Without doubt, the President's timing carries real policy import; he is on the verge of a major decision on the continuing conflict in Afghanistan, a seemingly endless battle to stem what seems unstemmable. Yet the image of President Obama standing on the tarmac at Dover is important, whatever his strategic decision. That is because he is not a figurative commander-in-chief, a mere head of state who leaves the conduct of American military action to the generals. No, he - and every president - is the literal commander, the immediate supervisor of the vast defense establishment. Ever since President Washington took the field to crush the Whiskey Rebellion, American President's have run the military directly. Nowadays, Presidents can direct the virtual battlefield from the highly-wired command center under the White House. Indeed, modern Presidents are often called upon to give the order to kill enemy combatants.
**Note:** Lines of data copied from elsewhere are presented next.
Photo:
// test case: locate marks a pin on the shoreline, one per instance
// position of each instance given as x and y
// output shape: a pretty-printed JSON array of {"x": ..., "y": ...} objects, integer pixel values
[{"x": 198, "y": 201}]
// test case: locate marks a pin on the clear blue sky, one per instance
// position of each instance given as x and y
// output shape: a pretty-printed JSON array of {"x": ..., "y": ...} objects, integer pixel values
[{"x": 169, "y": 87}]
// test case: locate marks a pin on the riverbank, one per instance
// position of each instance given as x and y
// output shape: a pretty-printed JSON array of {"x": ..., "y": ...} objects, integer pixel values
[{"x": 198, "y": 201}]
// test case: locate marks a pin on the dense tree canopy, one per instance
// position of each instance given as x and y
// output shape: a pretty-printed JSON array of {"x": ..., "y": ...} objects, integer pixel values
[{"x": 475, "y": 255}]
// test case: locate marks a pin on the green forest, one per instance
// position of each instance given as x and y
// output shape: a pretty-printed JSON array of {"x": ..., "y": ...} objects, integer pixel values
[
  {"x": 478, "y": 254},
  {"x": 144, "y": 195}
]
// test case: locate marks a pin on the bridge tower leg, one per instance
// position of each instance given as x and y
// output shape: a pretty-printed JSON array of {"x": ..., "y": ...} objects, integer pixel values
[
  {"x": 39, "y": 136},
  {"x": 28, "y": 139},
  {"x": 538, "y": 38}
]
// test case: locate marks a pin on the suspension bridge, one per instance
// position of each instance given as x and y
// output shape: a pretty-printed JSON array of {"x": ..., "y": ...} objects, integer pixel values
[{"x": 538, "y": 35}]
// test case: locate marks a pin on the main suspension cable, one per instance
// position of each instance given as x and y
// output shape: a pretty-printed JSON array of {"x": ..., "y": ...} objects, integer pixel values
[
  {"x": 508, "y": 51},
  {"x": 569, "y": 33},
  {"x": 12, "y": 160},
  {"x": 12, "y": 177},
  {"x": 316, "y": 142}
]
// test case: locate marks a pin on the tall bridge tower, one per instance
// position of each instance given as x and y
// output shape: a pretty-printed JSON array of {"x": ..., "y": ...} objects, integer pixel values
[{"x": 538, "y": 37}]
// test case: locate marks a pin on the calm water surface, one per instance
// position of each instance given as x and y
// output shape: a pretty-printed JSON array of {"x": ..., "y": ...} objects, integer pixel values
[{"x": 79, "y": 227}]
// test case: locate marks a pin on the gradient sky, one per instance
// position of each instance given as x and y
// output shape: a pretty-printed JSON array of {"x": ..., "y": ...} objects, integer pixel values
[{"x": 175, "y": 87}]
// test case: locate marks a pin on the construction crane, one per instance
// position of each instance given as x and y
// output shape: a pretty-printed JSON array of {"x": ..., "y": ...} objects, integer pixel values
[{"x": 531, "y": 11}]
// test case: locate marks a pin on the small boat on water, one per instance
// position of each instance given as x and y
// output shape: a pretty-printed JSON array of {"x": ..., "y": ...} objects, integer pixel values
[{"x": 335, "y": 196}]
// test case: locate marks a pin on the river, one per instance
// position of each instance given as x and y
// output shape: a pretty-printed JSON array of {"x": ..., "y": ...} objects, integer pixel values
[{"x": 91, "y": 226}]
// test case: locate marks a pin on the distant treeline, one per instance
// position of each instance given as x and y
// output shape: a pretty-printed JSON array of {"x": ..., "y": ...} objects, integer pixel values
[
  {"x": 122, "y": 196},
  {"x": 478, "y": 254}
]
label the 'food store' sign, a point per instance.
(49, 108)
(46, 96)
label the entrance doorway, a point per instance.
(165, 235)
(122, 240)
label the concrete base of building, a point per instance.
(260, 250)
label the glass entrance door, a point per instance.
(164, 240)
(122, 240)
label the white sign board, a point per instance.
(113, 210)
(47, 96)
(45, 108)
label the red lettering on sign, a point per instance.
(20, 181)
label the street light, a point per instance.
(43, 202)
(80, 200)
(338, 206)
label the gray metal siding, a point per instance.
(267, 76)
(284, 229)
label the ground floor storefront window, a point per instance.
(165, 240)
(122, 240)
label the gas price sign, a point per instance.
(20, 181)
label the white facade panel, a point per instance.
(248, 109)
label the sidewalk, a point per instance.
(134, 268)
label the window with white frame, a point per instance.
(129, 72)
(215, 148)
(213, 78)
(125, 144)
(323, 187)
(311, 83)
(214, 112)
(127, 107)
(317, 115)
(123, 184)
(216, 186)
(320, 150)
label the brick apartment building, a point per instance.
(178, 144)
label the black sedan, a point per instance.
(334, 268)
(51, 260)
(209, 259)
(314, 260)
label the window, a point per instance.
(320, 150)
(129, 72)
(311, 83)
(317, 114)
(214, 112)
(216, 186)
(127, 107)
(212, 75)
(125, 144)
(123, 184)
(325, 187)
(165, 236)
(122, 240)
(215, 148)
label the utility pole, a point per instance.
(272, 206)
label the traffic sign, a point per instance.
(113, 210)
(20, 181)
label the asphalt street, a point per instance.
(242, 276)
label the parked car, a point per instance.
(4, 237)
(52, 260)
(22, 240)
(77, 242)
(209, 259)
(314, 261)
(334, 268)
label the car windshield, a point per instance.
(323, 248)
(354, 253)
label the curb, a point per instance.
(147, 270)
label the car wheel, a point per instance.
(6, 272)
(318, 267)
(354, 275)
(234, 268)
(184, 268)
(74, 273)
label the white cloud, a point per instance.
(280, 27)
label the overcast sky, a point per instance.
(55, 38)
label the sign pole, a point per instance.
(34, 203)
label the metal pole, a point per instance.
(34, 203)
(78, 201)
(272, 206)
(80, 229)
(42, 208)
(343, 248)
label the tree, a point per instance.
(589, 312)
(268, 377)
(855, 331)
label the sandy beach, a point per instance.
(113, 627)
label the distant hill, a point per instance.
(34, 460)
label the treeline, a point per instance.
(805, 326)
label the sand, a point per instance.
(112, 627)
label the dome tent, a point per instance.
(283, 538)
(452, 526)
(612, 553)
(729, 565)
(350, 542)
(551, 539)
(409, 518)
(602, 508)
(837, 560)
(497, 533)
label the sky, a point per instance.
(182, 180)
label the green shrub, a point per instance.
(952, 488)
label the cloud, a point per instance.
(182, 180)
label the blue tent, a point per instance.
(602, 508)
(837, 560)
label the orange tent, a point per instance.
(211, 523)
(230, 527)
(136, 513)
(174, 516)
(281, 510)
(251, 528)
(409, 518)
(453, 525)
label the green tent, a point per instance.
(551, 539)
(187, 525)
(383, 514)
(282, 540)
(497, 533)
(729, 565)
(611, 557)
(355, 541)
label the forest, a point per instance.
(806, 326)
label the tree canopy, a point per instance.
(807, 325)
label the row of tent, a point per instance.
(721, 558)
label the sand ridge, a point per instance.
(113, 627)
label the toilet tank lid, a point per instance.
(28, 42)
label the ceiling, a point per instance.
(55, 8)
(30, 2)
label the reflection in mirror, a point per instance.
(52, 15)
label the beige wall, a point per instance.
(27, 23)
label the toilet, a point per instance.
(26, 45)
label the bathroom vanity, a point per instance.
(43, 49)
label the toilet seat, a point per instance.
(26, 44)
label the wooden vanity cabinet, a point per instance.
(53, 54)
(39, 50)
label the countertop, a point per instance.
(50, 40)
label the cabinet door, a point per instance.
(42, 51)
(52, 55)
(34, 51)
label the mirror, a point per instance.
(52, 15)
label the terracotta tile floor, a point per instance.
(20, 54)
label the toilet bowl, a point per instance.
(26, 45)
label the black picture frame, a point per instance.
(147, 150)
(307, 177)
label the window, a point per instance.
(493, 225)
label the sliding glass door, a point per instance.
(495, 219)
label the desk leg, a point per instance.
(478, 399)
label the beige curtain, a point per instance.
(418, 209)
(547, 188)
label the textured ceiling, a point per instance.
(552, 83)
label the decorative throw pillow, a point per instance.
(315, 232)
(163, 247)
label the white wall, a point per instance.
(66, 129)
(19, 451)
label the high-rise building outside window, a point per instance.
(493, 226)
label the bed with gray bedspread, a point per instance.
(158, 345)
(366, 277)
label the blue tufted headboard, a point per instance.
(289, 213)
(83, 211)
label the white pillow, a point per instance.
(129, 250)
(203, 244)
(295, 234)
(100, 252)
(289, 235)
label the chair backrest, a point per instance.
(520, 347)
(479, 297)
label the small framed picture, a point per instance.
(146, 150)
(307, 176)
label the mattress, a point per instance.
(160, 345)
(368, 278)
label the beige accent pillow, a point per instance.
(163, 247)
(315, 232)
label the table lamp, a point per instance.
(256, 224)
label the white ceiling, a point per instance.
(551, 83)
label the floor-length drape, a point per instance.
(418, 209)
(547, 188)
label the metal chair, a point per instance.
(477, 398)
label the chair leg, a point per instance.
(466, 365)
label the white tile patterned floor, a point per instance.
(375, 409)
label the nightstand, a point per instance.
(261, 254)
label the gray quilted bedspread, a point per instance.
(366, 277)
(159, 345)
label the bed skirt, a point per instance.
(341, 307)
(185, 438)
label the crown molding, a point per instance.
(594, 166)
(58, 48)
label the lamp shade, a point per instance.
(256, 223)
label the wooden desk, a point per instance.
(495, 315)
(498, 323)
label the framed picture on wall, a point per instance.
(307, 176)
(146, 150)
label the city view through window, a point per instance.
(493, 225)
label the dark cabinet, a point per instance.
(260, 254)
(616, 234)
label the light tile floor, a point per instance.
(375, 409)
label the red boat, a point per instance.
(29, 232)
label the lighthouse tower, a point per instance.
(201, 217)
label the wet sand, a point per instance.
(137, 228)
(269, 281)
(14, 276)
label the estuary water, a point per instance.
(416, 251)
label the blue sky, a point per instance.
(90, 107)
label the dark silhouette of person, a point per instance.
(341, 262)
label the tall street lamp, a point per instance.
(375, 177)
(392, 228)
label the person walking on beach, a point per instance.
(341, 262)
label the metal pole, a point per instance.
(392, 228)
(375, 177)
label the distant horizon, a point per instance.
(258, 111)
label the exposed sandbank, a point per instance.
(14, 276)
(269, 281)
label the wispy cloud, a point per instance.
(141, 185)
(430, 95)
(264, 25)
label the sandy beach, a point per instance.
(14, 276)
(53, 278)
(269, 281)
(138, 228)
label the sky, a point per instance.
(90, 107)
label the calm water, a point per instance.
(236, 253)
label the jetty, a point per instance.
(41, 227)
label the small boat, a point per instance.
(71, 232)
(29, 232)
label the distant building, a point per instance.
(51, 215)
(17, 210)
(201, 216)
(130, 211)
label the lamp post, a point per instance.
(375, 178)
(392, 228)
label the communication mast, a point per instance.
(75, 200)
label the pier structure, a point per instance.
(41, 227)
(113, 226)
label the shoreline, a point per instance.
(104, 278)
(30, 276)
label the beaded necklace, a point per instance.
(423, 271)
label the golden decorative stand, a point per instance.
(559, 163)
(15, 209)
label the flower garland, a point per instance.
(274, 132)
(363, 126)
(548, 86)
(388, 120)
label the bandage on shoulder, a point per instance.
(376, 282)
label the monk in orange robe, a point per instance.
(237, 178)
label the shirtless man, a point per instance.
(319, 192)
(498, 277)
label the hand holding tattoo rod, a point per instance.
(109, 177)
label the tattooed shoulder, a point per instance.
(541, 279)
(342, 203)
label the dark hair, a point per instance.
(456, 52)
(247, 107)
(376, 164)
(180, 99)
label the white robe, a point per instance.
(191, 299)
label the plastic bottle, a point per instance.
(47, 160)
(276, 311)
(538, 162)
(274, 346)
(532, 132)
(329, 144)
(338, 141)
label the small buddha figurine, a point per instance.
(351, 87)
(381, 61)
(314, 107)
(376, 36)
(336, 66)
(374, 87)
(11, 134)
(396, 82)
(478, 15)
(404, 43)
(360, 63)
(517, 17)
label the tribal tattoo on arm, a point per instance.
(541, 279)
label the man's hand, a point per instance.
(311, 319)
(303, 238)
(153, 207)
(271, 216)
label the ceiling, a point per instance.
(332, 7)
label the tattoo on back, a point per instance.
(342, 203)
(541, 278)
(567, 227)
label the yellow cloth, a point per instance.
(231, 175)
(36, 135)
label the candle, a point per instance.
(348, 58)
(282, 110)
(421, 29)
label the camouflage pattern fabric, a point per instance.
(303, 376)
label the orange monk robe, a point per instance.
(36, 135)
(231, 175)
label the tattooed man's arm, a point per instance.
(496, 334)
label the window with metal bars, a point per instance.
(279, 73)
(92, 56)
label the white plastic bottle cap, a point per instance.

For the President to be seen publicly mourning his own comrades-in-arms - however tenuous and thinly constitutional that bond sometimes feels - is ethically vital. As their commander, he is responsible for their actions and must bear the burden for their deaths. But symbolically, he is also a direct link to the people who elected him - and who he is sworn to protect. When he stands before the bodies of fallen soldiers, he represents us. For whether or not we support or oppose this war, or other wars, the President and his soldiers act in our names.
Bush's refusal to be seen near the caskets of dead soldiers, and his Administration's ban on photographs of those returning remains, willfully broke that link. I think it attempted to remove Americans from responsibility for the war - to make it seem like a distant event. And to hush up the cost.
Whatever you think of President Obama's foreign policy, you cannot argue that he turns a blind eye to the terrible price of war. I understand that his visit was symbolic. But in the middle of the night in Dover, the President walked the walk.